It has forged new weapons in laboratories, found new ways to arm itself against danger, and all resistance only increases its avidity. It wants to know the whole truth, in its very first decade it aims to conquer what all the millennia before could not. The rivalry of nations keeps company with the courage of individuals. They are not competing only to reach the Pole now, but also for the honour of flying the national flag first over newly discovered land: it is a crusade of races and nations against places hallowed by longing. The onslaught is renewed from all quarters of the earth. Mankind waits impatiently, knowing that the prize is the last secret of the place where we live. Peary and Cook prepare to set out from America to conquer the North Pole, while two ships steer southward, one commanded by the Norwegian explorer Amundsen, the other by an Englishman, Captain Scott.

Scott

Scott, a captain in the British Navy. An average captain, with a record befitting his rank behind him. He has served to the satisfaction of his superior officers, and later took part in Shackleton’s expedition. Nothing in his conduct suggests that he is a hero. His face, reflected by photography, could be that of 1,000 Englishmen, 10,000: cold, energetic, showing no play of muscles, as if frozen hard by interior energy. His eyes are steely grey, his mouth firmly closed. Not a romantic line in it anywhere, not a gleam of humour in a countenance made up of will-power and practical knowledge of the world. His handwriting is any Englishman’s handwriting, no shading or flourishes, swift and sure. His style is clear and correct, strikingly factual, yet as unimaginative as a report. Scott writes English as Tacitus writes Latin, as if carving it in unhewn stone. You sense that he is a man who does not dream, fanatically objective, in fact a true blue Englishman in whom even genius takes the crystalline form of a pronounced sense of duty. Men like Scott have featured hundreds of times in British history, conquering India and nameless islands in the East Indian archipelago, colonizing Africa and fighting battles against the whole world, always with the same iron energy, the same collective consciousness and the same cold, reserved expression.
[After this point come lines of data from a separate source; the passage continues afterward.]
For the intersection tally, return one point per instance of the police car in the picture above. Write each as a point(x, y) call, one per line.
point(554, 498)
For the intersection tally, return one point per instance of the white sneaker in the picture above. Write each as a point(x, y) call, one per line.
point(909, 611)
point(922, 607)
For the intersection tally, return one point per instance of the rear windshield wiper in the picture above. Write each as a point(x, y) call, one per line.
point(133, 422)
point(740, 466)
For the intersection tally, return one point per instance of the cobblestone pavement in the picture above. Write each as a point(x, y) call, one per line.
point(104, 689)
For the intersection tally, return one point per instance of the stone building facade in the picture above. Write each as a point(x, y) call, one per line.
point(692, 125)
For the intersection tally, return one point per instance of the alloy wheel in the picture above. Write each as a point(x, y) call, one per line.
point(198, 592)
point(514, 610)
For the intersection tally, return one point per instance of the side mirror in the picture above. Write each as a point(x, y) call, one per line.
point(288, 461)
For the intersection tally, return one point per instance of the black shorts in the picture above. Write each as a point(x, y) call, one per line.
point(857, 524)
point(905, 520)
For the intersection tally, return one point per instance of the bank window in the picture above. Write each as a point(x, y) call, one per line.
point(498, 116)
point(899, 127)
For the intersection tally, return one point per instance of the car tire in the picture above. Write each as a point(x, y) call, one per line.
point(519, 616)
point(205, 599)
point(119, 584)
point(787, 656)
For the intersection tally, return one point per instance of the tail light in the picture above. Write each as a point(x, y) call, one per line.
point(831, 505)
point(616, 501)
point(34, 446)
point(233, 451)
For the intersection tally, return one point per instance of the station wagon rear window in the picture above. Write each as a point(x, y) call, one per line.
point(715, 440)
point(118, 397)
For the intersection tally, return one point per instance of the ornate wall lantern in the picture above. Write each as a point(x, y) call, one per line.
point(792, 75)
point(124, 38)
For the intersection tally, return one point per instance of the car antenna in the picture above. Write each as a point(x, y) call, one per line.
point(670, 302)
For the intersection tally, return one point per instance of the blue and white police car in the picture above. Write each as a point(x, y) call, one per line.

But his will is hard as steel; you can sense that before he takes any action. Scott intends to finish what Shackleton began. He equips an expedition, but his financial means are inadequate. That does not deter him. He sacrifices his own fortune and runs up debts in the certainty of success. His young wife bears him a son, but like another Hector he does not hesitate to leave his Andromache. He soon finds friends and companions; nothing on earth can change his mind now. The strange ship that is to take the expedition to the edge of the Antarctic Ocean is called the Terra Nova—strange because it has two kinds of equipment: it is half a Noah’s Ark, full of living creatures, and also a modern laboratory with a thousand books and scientific instruments. For they have to take everything that a man needs for his body and mind with them into that empty, uninhabited world. The primitive equipment of primitive people, furs, skins and live animals, make strange partners here for the latest sophisticated modern devices. And the dual nature of the whole enterprise is as fantastic as the ship itself: an adventure, but one as calculated as a business deal, audacity with all the features of caution—endlessly precise and individual calculations against the even more endless whims of chance. They leave England on 1st June 1910. The British Isles are a beautiful sight at that time of year, with lush green meadows and the sun shining, warm and radiant in a cloudless sky.